While the NFL continues to deliberate on disciplinary action against Minnesota Vikings running back Adrian Peterson for a personal conduct violation, the grievance dispute over whether Peterson should be reinstated immediately was conducted Monday as scheduled via conference call with arbitrator Shyam Das and lasted "no more than 30 minutes," according to sources.
Das told representatives on both sides that he would have a decision "quickly," per one source. He must decide by Friday under the collective bargaining agreement article governing an expedited grievance, but sources said they sensed Das' decision could come as early as Tuesday.
Das will determine whether the letter that placed Peterson on the commissioner's exempt list with full pay required reinstatement as soon as his child abuse case was adjudicated. The NFL says its agreement included legal resolution and a review of the case that could result in disciplinary action.
Through the NFL Players Association, Peterson also requested again Sunday to meet personally with NFL commissioner Roger Goodell, according to a union source.
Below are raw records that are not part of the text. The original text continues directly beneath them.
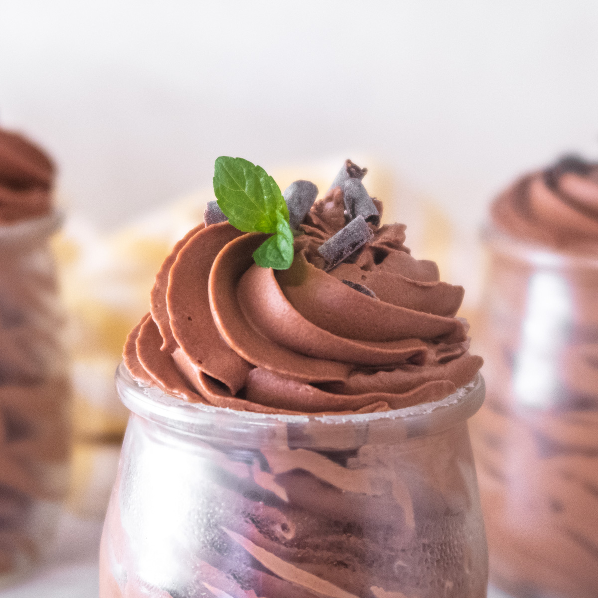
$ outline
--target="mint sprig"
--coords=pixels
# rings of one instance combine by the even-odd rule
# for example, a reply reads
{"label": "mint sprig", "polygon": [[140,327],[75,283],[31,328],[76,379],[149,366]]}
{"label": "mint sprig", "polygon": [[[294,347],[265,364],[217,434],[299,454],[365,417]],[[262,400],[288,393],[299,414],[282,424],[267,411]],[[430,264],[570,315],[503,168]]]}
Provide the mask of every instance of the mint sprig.
{"label": "mint sprig", "polygon": [[289,210],[276,182],[261,166],[221,155],[214,164],[214,194],[228,222],[244,233],[271,233],[253,254],[263,268],[286,270],[293,263]]}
That request has been ignored, the source said.
A league spokesman said the NFL did respond to Peterson's request Monday and pointed out that "we had offered exactly the type of meeting they had asked for and they elected not to participate, leaving us to move forward based on the info available."
The league had invited Peterson and the union to meet with a variety of league officers Friday for a disciplinary hearing, sources said, but the union believed the normal protocols for disciplinary hearings were being dramatically revised without any agreement to the process.
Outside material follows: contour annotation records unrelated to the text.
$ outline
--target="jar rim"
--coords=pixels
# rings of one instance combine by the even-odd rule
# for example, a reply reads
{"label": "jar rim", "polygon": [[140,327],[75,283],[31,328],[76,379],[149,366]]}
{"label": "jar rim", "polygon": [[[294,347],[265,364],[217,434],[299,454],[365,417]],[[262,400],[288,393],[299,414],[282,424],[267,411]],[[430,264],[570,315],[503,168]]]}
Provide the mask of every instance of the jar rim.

The NFLPA persists in its view that the meeting the league proposed last week was an effort to impose a new process that would include "outside league participants." The NFL has wanted to involve various experts on domestic violence and child abuse that it now has either hired or retained as consultants. The union says any change from the previous standard practice should be collectively bargained, which the NFL has declined. The league notes that the personal conduct discipline process remained at the commissioner's discretion in the 2011 labor agreement.